La No Sufras // Pedro Yagüe

 

Fogwill decía que una novela no cuenta una historia: cuenta un modo de contar una historia. En Valeriano este modo de contar se encuentra marcado por el ritmo, por cierta constancia, por algo que él mismo –me animó a suponer– no dudaría en llamar “manija”. Algo que arrasa. El anonimato, el chamuyo, los apodos, la gilada, el descanso, la fisura, el segundeo: todo eso arma el clima-Valeriano, la atmósfera borrosa en la que fluye su escritura.

En La No Sufras (Milena Caserola, 2021), Valeriano profundiza este movimiento. El vagabundeo de sus personajes, ese andar molesto que lo deforma todo, se altera sutilmente cuando él mismo se hace presente en el relato. La No Sufras, una mujer inclasificable, una vida que abre mundos dentro del mundo abierto por Valeriano, no deja de ser una excusa para vagar, para dar vueltas, para perderse él mismo en su propia narración. Esta es una de las grandes virtudes de la novela. A su prosa breve de lobo suelto, le agrega una serie de giros que ponen sus textos en otra parte. Son pequeños movimientos que envuelven al lector en esa mezcla de ficción y ensayo, en ese híbrido que Valeriano arma al escribir.

En la filosofía a martillazos que dejó diseminada en Twitter, Carlos Busqued sentenció alguna vez que la escritura de un libro es una actividad solitaria, al alcance de prácticamente nadie, muy cercana a la locura. Busqued diferenciaba esa actividad de otra llamada “ser escritor”, tan accesible para todos, inofensiva, que consiste en decir que uno lo es y felicitarse con otros que también dicen que lo son. En La No Sufras creo detectar una locura secreta, un delirio anónimo, muy lejano al festival alegre de los saludos.

Cuando no se romantiza, cuando se pone el cuerpo sin tanta bandera, cuando la manija arrasa con todo y te toma por sorpresa, entonces, recién entonces, la escritura se vuelve de verdad. No digo real, no digo verosímil, sino de verdad. Hay una puesta en juego en lo que se escribe, un tipo de riesgo, único, incomparable, parecido al que uno asume cuando ama. En Valeriano este amor es evidente: a las vidas runflas, a los zombies, a los reventados, a la manija insaciable que le da todo eso. Me es difícil leerlo sin sentir rápidamente el convencimiento de estar mirando una verdad. Algo falso quizás, una irrealidad, una distorsión, pero una escritura de verdad.

 

 

Por eso no cae en la estetización, práctica que, dicho sea de paso, se volvió frecuente en estos tiempos. La estetización es una actividad que consiste en otorgarle una cualidad estética a algo exterior, asumirla como propia y, en ese mismo acto, arrancarle su fuerza. Se romantiza algo, se lo desproblematiza y se lo presenta como un fenómeno acabado. Esto se ve con claridad al escuchar ciertas referencias impostadas en torno a la militancia de los años setenta, a los consumos populares, a la música, al fútbol o al peronismo. Casi que no hace falta explicarlo. Es de esas cosas que, desde el momento en que se las ve, no se puede vivir sino viéndolas todo el tiempo.
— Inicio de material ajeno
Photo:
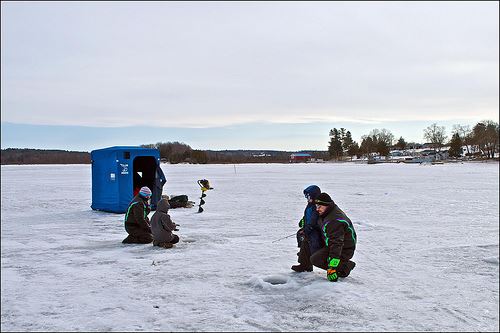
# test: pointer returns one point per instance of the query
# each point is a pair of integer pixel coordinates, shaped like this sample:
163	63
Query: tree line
41	156
178	152
484	135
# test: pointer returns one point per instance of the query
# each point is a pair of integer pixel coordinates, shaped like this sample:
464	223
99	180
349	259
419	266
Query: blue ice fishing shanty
119	172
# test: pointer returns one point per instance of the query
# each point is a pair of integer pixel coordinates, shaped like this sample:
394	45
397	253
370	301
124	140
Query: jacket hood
163	206
312	192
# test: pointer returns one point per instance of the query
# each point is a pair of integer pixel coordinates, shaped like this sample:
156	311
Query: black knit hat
323	199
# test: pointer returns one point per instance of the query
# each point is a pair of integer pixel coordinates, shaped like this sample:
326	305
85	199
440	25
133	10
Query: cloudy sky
242	75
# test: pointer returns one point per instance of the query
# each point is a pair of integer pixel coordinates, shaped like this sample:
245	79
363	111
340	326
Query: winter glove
300	237
301	223
331	272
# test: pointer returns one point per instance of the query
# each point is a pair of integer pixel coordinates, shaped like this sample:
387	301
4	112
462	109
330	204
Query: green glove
331	272
301	223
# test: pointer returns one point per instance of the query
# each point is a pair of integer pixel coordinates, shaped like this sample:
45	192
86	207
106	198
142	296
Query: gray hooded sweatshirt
161	224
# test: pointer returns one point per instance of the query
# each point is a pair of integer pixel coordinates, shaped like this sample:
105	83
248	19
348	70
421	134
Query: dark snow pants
320	259
138	239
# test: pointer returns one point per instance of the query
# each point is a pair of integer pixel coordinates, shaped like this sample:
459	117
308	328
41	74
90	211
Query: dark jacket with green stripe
338	233
136	218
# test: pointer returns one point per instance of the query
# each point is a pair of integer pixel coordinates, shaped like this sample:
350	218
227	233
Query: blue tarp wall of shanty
119	172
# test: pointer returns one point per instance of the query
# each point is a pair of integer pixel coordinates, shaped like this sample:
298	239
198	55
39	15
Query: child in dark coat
309	235
162	226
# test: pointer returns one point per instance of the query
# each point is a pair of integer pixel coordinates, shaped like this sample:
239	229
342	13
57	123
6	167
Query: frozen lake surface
427	256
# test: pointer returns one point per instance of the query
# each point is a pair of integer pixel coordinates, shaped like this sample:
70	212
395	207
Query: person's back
162	226
309	236
340	239
136	219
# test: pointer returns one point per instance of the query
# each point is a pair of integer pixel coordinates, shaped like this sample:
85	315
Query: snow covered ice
427	255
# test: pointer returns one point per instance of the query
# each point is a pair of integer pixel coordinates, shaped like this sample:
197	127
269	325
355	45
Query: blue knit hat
145	192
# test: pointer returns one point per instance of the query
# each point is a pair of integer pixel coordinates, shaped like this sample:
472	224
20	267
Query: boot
346	269
301	268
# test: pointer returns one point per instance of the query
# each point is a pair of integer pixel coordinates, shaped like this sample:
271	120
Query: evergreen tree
455	146
335	146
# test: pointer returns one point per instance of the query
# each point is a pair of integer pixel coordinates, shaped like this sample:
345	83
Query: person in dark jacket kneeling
340	239
162	226
309	235
136	219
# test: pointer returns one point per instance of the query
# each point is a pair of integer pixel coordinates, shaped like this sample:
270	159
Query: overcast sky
292	70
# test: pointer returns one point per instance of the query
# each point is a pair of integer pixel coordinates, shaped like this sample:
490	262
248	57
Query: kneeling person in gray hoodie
162	226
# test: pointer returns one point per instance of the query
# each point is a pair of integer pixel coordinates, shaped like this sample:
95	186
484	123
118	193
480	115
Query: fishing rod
284	237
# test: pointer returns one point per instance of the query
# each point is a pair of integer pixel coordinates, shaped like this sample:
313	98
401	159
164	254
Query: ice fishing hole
276	279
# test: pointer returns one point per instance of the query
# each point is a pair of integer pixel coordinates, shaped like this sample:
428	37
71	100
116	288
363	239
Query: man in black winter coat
136	220
340	239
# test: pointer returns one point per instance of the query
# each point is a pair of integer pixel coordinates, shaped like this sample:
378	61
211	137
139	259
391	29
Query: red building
300	157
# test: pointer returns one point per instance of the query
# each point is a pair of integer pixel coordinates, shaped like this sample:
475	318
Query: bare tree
435	135
465	134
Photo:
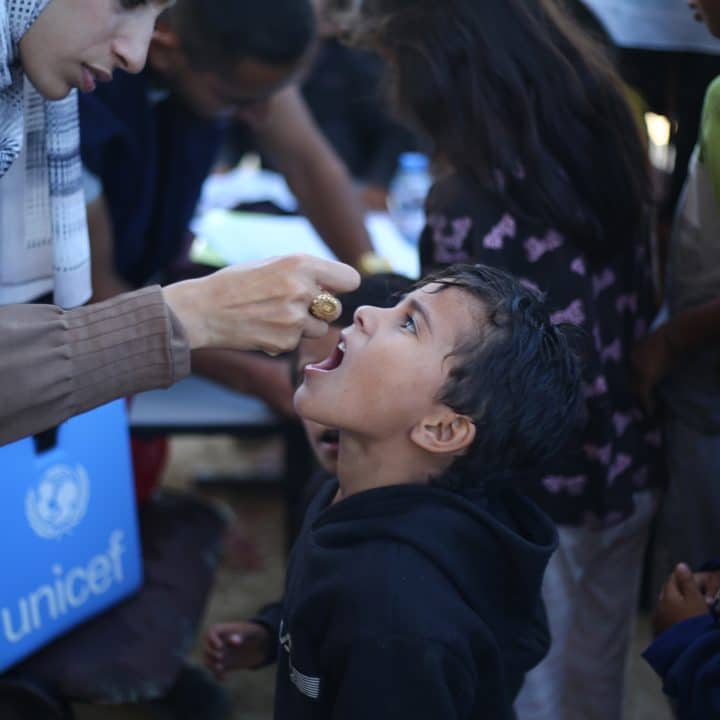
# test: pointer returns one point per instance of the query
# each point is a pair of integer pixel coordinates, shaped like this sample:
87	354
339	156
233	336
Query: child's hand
651	360
709	584
236	646
680	599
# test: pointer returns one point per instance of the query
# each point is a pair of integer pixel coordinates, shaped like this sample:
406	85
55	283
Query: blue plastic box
69	545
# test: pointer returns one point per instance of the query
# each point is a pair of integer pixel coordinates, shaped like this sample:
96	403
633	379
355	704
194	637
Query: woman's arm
660	352
58	363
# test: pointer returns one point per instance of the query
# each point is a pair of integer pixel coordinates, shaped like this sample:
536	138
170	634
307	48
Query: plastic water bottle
408	190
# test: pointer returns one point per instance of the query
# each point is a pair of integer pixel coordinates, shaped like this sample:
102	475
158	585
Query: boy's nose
362	317
130	47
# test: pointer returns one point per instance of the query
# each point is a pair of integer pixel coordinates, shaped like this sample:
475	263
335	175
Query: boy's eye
409	324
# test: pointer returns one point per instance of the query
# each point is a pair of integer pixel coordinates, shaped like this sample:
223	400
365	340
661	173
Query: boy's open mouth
329	438
333	361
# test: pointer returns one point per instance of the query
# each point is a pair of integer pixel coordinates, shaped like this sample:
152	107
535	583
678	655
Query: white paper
239	237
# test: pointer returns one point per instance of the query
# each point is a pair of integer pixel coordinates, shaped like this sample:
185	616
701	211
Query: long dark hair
513	95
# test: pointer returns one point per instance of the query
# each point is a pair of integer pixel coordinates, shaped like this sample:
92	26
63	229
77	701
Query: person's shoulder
456	189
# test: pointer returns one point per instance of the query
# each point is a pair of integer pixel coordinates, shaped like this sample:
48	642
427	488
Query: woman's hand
262	306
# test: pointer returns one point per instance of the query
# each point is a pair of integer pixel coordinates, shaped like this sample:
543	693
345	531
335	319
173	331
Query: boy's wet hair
216	34
381	290
518	379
Un ejemplo es el reciente intento de algunos intelectuales en rescatar lo que denominan “la agudeza lingüística de Maradona”. Más allá de las intenciones y las personas, la iniciativa condensa el modo sutil en que, en el mismo acto en que se estetiza una fuerza, se la castra. No se puede separar la vida y el habla de Maradona de la forma en que jugaba a la pelota. Diego era un repentista, un tipo capaz de hacer esas cosas, las mejores, las únicas, las que dan más placer, esas que solo se logran cuando uno deja de pensar.

Vuelvo a Maradona y al fútbol. A lo que pasa cuando juego, a lo que me gustaría que pase cuando escribo. En el momento en que la pelota rueda, deja de importarme lo que me importaba, se me pierden las palabras y me dedico a la inmediatez absoluta de los movimientos que me rodean. Me sumerjo en el partido, en una velocidad mental muy superior a la de mi conciencia. Gambetear es no pensar: es resolver en la inmediatez del instante, estar abierto a lo que la situación exige. El gol a los ingleses si lo pensás, no te sale; las frases de Maradona tampoco.

Manchar la pelota es serle infiel al juego, no a las personas. Esa es la única fidelidad que importa: la que se dirige a la experiencia, a ese placer que surge de la acción sin pensamiento pero que, al mismo tiempo, tiene más lucidez que cualquier idea que pueda pasar por la cabeza. Es algo próximo a la verdad, a la libertad, a las ganas de estar ahí. Eso mismo es lo que, supongo ahora, me atrapa y busco en Valeriano. Esa manija, ese repentismo, ese olvido.